Video-instalação com som, exposição de Mafalda Santos e Manuel Mesquita, Espaço Mira, Porto
Mira Técnica apresenta novas obras de Mafalda Santos (Porto, 1980) e Manuel Mesquita (Lisboa, 1977), realizadas em vídeo, a partir de pintura e desenho de Mafalda Santos com som de Garcia da Selva. No dia da inauguração da exposição, Garcia da Selva apresentou em concerto um conjunto de composições que dialogam com as obras em exposição.
Da cosmogonia das imagens
Toda a obra de arte foi sempre encontro e revelação
Eduardo Lourenço, Caderno de Apontamentos (Da Pintura, 2017)
No início era a imagem como tentativa absoluta de projectar o divino e alcançar a auto-consciência. Sabemos que a história, num sentido amplo, se define na relação essencial entre o homem e a técnica como elementos incontornáveis da própria metamorfose permanente da natureza. Espírito e matéria não se dissociam da mesma maneira que a palavra sagrada dos Evangelhos é capaz de «encarnar» o destino todo da experiência humana. Os rituais mágicos inscritos na gruta de Lascaux dialogam eternamente com
as trágicas figuras da Guernica, de Picasso, a invenção do cinema concretiza o sonho mesmo que ficou adormecido numa escultura grega arcaica. A nossa noção de tempo nada é comparada com a evolução cíclica das formas. De alguma maneira, o digital vive já na Pré-história da nossa condição, no interior sensível dos deuses que esculpimos na épica época dos dilúvios.
É este exercício de rememoração que a exposição Mira Técnica, criada por Mafalda Santos e Manuel Mesquita nos propõe, uma genealogia de imagens que invocam a pintura, o vídeo, a fotografia e o
cinema para repensar a nossa relação dialéctica com as categorias do arcaico e do moderno, do analógico e do virtual, do primitivo e do tecnológico. O loop do compasso de espera lembra o ícone de um sol que tanto ilumina o movimento das imagens como, nas sociedades antigas, era objecto de culto religioso e sinónimo de vida para as comunidades agrárias. Veja-se ainda a tela em que corre uma imagem a preto e branco, memória do fim das transmissões televisivas ou do negativo fotográfico, transição entre o abstracto e o figurativo para nos «revelar», à semelhança do texto bíblico, uma imanência autónoma apenas acessível à virtude da interpretação.

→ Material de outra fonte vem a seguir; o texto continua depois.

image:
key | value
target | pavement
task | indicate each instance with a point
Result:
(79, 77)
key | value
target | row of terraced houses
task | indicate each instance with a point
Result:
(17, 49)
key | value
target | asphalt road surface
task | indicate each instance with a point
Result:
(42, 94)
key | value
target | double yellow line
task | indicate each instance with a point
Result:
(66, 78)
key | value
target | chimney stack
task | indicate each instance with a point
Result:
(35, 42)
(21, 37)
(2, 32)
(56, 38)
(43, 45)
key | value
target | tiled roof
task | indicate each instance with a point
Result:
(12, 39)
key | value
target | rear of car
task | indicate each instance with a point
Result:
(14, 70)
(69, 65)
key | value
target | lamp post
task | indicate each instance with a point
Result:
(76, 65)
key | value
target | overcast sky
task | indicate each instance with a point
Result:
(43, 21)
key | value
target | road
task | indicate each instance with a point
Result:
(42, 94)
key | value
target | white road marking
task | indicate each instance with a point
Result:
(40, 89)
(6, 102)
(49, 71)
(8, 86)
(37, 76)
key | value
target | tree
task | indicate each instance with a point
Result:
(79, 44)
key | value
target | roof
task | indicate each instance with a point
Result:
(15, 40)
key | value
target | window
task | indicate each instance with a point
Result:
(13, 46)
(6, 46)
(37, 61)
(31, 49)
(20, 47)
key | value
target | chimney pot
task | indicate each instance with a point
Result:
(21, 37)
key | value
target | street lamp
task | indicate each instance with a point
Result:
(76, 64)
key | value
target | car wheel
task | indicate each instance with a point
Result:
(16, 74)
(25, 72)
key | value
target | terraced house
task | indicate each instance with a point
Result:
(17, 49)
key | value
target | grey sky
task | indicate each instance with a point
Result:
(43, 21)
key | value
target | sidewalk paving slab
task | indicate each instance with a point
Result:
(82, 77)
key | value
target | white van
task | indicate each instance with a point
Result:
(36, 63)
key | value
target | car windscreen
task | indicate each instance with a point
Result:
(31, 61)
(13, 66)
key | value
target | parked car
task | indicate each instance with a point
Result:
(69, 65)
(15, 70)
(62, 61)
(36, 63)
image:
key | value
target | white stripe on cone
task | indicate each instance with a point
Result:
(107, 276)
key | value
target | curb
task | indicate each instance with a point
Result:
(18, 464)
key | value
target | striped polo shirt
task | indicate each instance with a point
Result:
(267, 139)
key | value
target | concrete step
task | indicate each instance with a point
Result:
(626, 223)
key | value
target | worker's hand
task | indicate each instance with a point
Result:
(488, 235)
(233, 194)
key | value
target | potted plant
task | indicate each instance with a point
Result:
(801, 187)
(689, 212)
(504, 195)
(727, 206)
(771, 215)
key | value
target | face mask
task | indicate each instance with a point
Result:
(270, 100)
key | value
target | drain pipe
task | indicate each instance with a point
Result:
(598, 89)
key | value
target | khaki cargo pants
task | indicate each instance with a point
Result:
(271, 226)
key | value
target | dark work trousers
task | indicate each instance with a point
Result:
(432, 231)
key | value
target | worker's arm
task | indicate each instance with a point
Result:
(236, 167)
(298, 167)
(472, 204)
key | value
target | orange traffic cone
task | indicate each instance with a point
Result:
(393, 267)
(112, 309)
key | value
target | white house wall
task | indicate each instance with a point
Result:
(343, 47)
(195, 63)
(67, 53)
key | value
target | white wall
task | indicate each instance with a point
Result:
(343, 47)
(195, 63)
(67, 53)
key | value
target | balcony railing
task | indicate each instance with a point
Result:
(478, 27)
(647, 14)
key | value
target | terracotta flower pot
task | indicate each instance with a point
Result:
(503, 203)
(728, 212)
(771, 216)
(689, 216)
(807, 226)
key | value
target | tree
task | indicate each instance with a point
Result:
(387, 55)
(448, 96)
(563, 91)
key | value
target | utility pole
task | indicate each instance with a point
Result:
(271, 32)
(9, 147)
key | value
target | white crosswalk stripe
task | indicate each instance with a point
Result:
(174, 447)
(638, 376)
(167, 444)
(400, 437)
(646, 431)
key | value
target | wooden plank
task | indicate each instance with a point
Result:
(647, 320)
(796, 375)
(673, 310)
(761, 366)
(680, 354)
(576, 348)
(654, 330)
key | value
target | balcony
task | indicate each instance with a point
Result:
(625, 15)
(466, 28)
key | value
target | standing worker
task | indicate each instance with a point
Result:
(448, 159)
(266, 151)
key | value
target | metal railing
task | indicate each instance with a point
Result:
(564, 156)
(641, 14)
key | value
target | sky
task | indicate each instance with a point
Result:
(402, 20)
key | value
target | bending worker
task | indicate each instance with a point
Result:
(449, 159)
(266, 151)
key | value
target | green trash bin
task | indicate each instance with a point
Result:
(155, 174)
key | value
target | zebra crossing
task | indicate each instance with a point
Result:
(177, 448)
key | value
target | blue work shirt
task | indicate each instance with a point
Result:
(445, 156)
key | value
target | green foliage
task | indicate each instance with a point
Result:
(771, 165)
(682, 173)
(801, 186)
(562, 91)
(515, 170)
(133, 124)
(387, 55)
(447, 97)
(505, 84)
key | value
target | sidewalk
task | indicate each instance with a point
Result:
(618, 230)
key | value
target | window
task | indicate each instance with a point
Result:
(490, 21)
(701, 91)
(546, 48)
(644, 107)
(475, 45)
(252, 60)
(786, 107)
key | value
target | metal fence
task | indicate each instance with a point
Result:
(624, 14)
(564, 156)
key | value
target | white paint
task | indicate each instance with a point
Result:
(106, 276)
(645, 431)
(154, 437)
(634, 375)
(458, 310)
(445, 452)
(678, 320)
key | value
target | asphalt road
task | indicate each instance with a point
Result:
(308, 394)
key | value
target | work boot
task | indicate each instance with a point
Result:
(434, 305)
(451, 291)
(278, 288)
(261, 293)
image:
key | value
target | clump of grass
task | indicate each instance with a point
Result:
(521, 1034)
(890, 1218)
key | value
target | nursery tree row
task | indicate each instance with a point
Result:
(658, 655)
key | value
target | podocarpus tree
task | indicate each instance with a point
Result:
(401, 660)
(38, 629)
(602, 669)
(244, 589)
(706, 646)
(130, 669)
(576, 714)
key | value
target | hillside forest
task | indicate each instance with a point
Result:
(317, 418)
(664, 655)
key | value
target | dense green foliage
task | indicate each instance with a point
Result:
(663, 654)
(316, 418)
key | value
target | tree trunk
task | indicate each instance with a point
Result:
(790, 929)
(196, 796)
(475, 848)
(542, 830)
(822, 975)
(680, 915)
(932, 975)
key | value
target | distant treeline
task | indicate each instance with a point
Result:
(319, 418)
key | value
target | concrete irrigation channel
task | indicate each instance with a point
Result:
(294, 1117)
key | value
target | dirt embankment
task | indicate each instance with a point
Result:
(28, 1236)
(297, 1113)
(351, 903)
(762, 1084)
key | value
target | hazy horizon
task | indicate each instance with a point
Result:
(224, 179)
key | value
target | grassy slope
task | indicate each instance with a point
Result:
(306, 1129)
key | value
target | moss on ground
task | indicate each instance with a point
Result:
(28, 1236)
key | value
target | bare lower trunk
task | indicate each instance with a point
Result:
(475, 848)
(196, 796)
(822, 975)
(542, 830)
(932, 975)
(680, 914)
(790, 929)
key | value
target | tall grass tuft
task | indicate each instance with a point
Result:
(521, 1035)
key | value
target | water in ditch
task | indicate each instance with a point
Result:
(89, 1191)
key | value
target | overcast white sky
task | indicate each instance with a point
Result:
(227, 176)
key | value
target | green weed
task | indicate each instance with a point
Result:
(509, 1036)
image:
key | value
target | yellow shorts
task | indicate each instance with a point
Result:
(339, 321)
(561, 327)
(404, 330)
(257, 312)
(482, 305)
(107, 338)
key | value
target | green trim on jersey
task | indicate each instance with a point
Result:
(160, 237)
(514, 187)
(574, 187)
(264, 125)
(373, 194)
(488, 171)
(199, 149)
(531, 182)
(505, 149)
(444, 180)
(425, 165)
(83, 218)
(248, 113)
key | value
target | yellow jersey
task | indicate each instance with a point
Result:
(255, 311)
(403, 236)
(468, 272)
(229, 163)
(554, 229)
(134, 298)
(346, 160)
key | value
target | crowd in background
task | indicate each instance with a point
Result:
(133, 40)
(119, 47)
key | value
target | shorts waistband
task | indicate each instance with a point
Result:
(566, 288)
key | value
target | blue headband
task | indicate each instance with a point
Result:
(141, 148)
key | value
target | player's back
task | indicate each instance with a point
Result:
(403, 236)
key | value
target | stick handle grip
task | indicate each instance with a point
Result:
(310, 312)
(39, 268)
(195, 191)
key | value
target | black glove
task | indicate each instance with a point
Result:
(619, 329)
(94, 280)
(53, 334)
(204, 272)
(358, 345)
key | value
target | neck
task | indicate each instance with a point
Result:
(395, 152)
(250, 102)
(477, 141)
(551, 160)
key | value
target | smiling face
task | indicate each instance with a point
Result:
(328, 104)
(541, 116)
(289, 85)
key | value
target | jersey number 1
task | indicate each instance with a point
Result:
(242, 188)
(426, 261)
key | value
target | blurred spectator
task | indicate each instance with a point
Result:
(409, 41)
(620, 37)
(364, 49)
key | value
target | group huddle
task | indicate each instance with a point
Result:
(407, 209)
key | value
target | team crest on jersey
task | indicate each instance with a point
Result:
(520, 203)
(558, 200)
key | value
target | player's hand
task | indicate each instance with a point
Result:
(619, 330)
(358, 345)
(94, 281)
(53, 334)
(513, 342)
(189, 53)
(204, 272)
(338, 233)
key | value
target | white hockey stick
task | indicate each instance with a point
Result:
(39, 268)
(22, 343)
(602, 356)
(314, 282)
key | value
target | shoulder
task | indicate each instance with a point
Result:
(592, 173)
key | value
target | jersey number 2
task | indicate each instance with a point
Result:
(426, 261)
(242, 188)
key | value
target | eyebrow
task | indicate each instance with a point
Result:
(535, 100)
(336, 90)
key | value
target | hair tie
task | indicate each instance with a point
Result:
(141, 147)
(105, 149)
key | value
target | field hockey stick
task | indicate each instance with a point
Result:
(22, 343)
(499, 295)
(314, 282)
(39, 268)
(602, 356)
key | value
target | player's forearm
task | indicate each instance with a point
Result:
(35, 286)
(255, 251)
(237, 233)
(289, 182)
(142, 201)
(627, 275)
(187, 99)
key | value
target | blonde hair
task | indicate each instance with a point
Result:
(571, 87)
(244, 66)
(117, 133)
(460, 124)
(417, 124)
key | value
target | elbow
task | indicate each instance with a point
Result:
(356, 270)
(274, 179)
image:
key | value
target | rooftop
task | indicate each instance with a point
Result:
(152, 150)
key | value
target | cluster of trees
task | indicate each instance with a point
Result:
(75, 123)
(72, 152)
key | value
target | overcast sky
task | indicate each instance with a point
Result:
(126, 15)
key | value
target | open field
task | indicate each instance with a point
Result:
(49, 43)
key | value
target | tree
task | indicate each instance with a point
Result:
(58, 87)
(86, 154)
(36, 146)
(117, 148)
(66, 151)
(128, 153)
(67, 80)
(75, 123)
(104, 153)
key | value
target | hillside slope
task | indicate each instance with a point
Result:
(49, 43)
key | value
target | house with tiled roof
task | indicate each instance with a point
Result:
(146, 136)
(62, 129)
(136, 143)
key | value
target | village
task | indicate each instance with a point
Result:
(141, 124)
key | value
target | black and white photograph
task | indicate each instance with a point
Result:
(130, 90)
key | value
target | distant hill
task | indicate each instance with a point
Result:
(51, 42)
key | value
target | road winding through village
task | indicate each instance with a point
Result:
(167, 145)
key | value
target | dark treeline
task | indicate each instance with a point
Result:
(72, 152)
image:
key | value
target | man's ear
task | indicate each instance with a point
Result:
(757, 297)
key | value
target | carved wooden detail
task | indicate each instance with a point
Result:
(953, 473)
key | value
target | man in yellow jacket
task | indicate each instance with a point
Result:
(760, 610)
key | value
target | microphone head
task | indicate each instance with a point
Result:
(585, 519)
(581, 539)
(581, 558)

Ou ainda a sensação de profundidade espacial em que as imagens aparecem e se dissolvem nas suas múltiplas extensões nessa hipnótica espiral que permite a eterna circulação de uma geometria cujo demiurgo conhecemos através da potência redentora da imaginação. O mesmo é dizer: da vasta compreensão que esta cosmogonia de imagens mostra e oculta à sombra da sua luz aparente.